C’est peut-être ce décalage qui est le plus inquiétant, deux mondes parallèles, l’un au pouvoir mais tout de même largué face aux nouvelles technologies, et le nouveau monde, avec des prédateurs qui n’hésiteront pas à se débarrasser des vieux meubles. Le portrait dressé de ces types de la Silicon Valley promoteurs de l’IA est aussi glaçant, que reste-t-il d’humain chez eux ?
S’il faut retenir un truc drôle dans cet essai, c’est le petit jeu auquel l’auteur se livrait avec un ami : après chaque voyage, ils attribuaient ce qu’ils avaient vécu à l’une des trois séries suivantes : The West Wing, qui présente une version vertueuse de la politique, ou House of Cards, avec ses politiciens machiavéliques, ou enfin The Thick of It et Veep, deux séries sous forme de comédie des erreurs permanentes, aux personnages inadaptés à leur rôle, essayant désespérément de s’en sortir comme ils le peuvent.

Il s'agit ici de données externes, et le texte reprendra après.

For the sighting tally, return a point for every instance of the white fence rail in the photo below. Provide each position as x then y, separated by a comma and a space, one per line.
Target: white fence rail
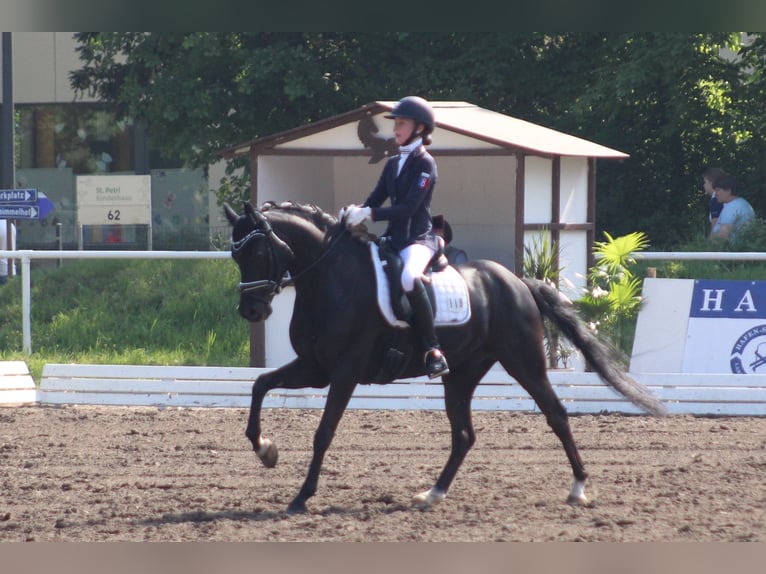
26, 257
581, 393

Le résultat était, en général, d’environ 10 % de West Wing, 20 % de House of Cards, et le reste de Veep. Faut-il en rire ou en pleurer ? Je vais sans doute regarder Veep… 😉
Giuliano da Empoli, né en 1973, est un écrivain et conseiller politique italo-suisse. Il a été le conseiller politique du président du Conseil italien Matteo Renzi. « Le Mage du Kremlin » est son premier roman, qui a reçu remporté le Grand Prix du Roman de l’Académie française (et donc manqué de peu le Goncourt). Auparavant, il a publié plusieurs essais dont l’un consacré aux spin-doctors nationaux-populistes (Les Ingénieurs du chaos, Lattès, 2019), traduit en douze langues. On voit que le sujet le passionne.